Modi told business leaders that the two countries had historic opportunities to cooperate in nuclear and renewable energy, critical minerals and green hydrogen. He argued that Australia’s technology, capital and resources could help India scale its energy transition and support low-carbon aluminum projects, while urging Australian companies to back India’s roads, ports, rail lines and urban infrastructure for the long term. He cast India as a safe, stable and sustainable destination for foreign capital.

The strategic stakes go well beyond a single investment. India is targeting 100 gigawatts of nuclear capacity by 2047, and both governments have already agreed to a deal allowing Australian uranium exports to India for civilian nuclear use.

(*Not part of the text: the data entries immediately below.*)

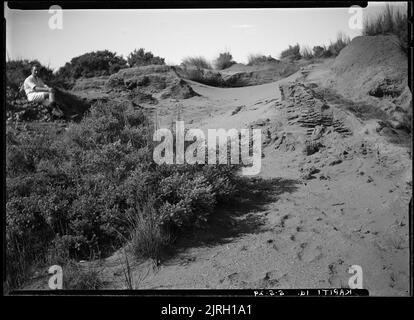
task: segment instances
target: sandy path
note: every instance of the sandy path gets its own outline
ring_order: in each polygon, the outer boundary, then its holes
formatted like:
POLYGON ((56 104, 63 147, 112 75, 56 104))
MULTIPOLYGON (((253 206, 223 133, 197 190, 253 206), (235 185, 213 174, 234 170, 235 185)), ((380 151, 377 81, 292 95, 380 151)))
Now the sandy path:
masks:
MULTIPOLYGON (((200 96, 161 100, 156 106, 159 121, 168 126, 177 110, 186 126, 202 129, 240 129, 268 121, 267 128, 282 126, 300 145, 303 128, 286 125, 278 86, 295 79, 329 85, 328 67, 307 67, 306 79, 298 72, 253 87, 221 89, 191 82, 200 96)), ((340 102, 336 108, 342 108, 340 102)), ((323 152, 306 156, 303 147, 266 145, 261 173, 249 180, 243 203, 215 212, 205 230, 180 239, 177 250, 159 266, 130 257, 134 287, 347 287, 348 268, 359 265, 370 294, 407 295, 412 192, 406 183, 411 174, 407 148, 379 136, 375 120, 345 114, 354 135, 332 141, 323 152), (380 156, 367 153, 362 143, 380 148, 380 156), (350 156, 330 165, 343 150, 350 156), (303 180, 300 169, 310 165, 320 172, 303 180)), ((122 249, 84 265, 98 268, 106 288, 126 288, 122 249)))
MULTIPOLYGON (((310 78, 326 76, 325 71, 315 68, 310 78)), ((180 101, 183 118, 193 127, 225 129, 260 119, 284 121, 277 108, 278 84, 219 89, 192 83, 202 96, 180 101)), ((163 121, 168 122, 171 108, 163 110, 163 121)), ((407 150, 375 135, 361 137, 372 129, 370 122, 352 121, 360 127, 342 143, 382 143, 380 159, 354 147, 352 158, 331 166, 337 143, 312 156, 267 146, 264 180, 252 179, 251 189, 262 190, 265 197, 249 196, 239 207, 216 212, 206 230, 181 239, 177 252, 159 267, 148 261, 135 266, 137 288, 347 287, 348 268, 356 264, 372 295, 407 295, 407 150), (299 169, 309 164, 321 171, 316 179, 303 181, 299 169)), ((109 288, 125 287, 120 261, 115 255, 105 262, 109 288)))

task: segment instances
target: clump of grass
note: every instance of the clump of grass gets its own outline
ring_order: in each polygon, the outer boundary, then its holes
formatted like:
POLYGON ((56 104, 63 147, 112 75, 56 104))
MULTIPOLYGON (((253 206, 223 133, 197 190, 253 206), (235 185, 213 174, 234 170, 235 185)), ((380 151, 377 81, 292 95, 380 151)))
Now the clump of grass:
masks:
POLYGON ((159 261, 161 250, 172 242, 167 228, 163 228, 162 220, 148 200, 142 208, 129 216, 131 247, 137 258, 151 258, 159 261))
POLYGON ((254 65, 258 65, 258 64, 262 64, 262 63, 266 63, 266 62, 276 62, 277 60, 275 58, 273 58, 272 56, 265 56, 263 54, 250 54, 248 56, 248 66, 254 66, 254 65))
POLYGON ((336 40, 334 42, 331 42, 331 44, 328 47, 328 51, 333 56, 337 56, 343 48, 345 48, 349 43, 351 42, 351 39, 349 36, 346 36, 342 32, 339 32, 336 36, 336 40))
POLYGON ((280 53, 280 58, 289 58, 290 60, 299 60, 301 58, 299 43, 294 46, 289 46, 286 50, 280 53))
POLYGON ((309 47, 303 47, 300 54, 306 60, 311 60, 313 58, 312 50, 309 47))
POLYGON ((376 17, 366 19, 362 30, 364 36, 394 34, 401 50, 408 53, 408 16, 401 8, 389 4, 376 17))
POLYGON ((103 286, 98 270, 85 269, 69 262, 63 269, 63 289, 65 290, 98 290, 103 286))
POLYGON ((204 57, 187 57, 184 58, 181 64, 184 67, 196 67, 201 69, 213 69, 211 64, 204 57))
POLYGON ((217 70, 227 69, 235 63, 236 62, 233 61, 233 56, 230 54, 230 52, 220 53, 214 62, 217 70))

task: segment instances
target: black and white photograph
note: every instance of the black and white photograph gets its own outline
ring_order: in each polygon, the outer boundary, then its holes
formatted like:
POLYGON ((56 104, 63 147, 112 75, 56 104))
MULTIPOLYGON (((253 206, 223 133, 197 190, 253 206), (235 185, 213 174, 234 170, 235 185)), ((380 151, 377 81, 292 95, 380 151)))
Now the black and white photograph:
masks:
POLYGON ((3 295, 412 295, 410 3, 45 3, 4 2, 3 295))

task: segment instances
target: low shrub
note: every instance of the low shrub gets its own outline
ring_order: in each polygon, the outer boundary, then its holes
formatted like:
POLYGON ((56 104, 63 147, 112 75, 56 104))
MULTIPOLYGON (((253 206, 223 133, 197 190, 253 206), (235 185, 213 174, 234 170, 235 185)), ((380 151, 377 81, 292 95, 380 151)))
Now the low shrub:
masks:
POLYGON ((379 15, 364 21, 362 34, 365 36, 395 34, 401 50, 408 53, 408 16, 403 8, 386 4, 379 15))
POLYGON ((211 64, 204 57, 187 57, 181 62, 185 68, 196 67, 199 69, 213 69, 211 64))
POLYGON ((289 48, 280 53, 281 59, 288 58, 290 60, 299 60, 301 57, 300 46, 298 43, 294 46, 289 45, 289 48))
POLYGON ((157 257, 232 198, 237 167, 156 165, 150 122, 141 109, 99 102, 60 133, 7 127, 11 288, 37 263, 107 256, 125 239, 157 257))
POLYGON ((223 70, 231 67, 236 62, 233 61, 233 56, 230 52, 220 53, 218 58, 214 61, 214 65, 217 70, 223 70))
POLYGON ((263 64, 266 62, 276 62, 277 60, 275 58, 273 58, 272 56, 265 56, 262 54, 251 54, 248 56, 248 62, 247 65, 248 66, 254 66, 254 65, 259 65, 259 64, 263 64))
POLYGON ((127 57, 130 67, 148 66, 151 64, 165 65, 165 59, 154 56, 151 51, 145 52, 144 48, 134 50, 127 57))

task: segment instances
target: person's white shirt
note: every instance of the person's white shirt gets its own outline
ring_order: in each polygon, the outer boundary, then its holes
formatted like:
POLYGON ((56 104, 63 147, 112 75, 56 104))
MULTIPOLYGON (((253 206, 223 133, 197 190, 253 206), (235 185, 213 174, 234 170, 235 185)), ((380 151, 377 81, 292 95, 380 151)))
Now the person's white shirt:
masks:
POLYGON ((49 88, 39 77, 35 77, 30 75, 24 80, 23 88, 24 92, 26 92, 26 96, 28 96, 32 92, 36 92, 34 90, 35 87, 46 87, 49 88))

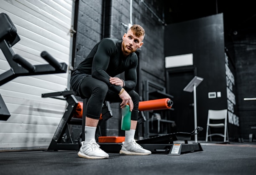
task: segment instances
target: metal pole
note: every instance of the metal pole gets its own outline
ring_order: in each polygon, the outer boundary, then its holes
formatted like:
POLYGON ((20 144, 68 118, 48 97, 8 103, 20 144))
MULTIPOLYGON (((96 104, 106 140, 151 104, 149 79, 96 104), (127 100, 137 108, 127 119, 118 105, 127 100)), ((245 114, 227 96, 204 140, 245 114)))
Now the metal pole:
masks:
MULTIPOLYGON (((195 129, 197 127, 197 87, 195 84, 194 84, 194 118, 195 122, 195 129)), ((197 131, 195 130, 195 142, 197 142, 197 131)))

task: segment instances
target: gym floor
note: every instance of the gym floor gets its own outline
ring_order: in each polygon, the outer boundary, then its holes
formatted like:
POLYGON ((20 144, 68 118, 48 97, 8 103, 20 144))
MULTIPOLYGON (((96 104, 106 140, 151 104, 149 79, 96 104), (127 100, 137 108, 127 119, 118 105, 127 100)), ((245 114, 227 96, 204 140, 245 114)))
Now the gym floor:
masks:
POLYGON ((0 174, 256 174, 256 142, 198 142, 202 151, 179 155, 109 153, 107 159, 81 158, 77 151, 1 152, 0 174))

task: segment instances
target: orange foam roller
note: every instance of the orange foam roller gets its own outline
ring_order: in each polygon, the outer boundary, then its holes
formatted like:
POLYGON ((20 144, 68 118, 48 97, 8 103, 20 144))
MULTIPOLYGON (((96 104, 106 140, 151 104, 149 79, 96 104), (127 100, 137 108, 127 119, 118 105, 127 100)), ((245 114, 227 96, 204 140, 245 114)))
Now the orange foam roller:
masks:
POLYGON ((172 101, 169 98, 140 102, 139 110, 143 111, 170 109, 173 104, 172 101))

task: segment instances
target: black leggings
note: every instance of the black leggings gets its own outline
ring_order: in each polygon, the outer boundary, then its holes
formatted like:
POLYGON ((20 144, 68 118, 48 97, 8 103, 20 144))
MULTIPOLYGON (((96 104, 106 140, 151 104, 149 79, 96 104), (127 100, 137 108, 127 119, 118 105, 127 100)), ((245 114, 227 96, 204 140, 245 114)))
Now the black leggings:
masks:
MULTIPOLYGON (((137 121, 138 115, 139 96, 133 90, 128 92, 133 102, 131 120, 137 121)), ((95 119, 100 119, 102 105, 104 100, 110 102, 122 102, 122 100, 117 92, 109 90, 106 83, 93 78, 91 75, 84 78, 80 84, 79 93, 88 98, 86 109, 86 116, 95 119)))

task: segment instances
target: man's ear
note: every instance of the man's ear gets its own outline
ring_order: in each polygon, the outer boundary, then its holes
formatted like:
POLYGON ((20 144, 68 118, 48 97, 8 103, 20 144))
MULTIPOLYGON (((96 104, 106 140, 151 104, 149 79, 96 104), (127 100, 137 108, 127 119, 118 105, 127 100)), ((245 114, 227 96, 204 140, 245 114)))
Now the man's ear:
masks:
POLYGON ((125 37, 126 35, 126 33, 125 33, 125 34, 123 34, 123 40, 124 40, 124 38, 125 37))
POLYGON ((140 46, 138 48, 141 48, 141 46, 142 46, 142 45, 143 45, 143 42, 141 42, 141 44, 140 45, 140 46))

Australia’s uranium export policy limits sales to peaceful, non-explosive purposes under bilateral nuclear cooperation agreements with International Atomic Energy Agency safeguards, and the IAEA says India’s safeguards are item-specific and apply to civilian facilities and material. Those rules will determine how far the uranium relationship can move from principle to trade.

The visit also pointed to a broader industrial agenda. India and Australia announced cooperation spanning civil nuclear energy, maritime security, defence, cyber cooperation, critical technologies and supply chains, alongside work on a Critical Minerals Corridor. That corridor is central to both countries’ competition with China, India’s largest trade rival in the materials needed for batteries, renewable power systems, electronics and defence manufacturing, and Australia’s largest trading partner. Australia is also trying to widen its economic exposure beyond China, making India an increasingly important market and partner.

Narendra Modi — Wikimedia Commons
Prime Minister's Office via Wikimedia Commons (GODL-India)

Anthony Albanese called Modi a “living bridge” between the two countries, a nod to the roughly 1 million people in Australia who claim Indian ancestry and the business links that now shape policy as much as diplomacy. The two leaders were due to hold formal talks later in Melbourne, where security had been tightened after protest reports. Modi was also scheduled to address thousands of expatriate Indians at Marvel Stadium, underscoring how diaspora politics, capital and supply-chain strategy are now converging in the India-Australia relationship.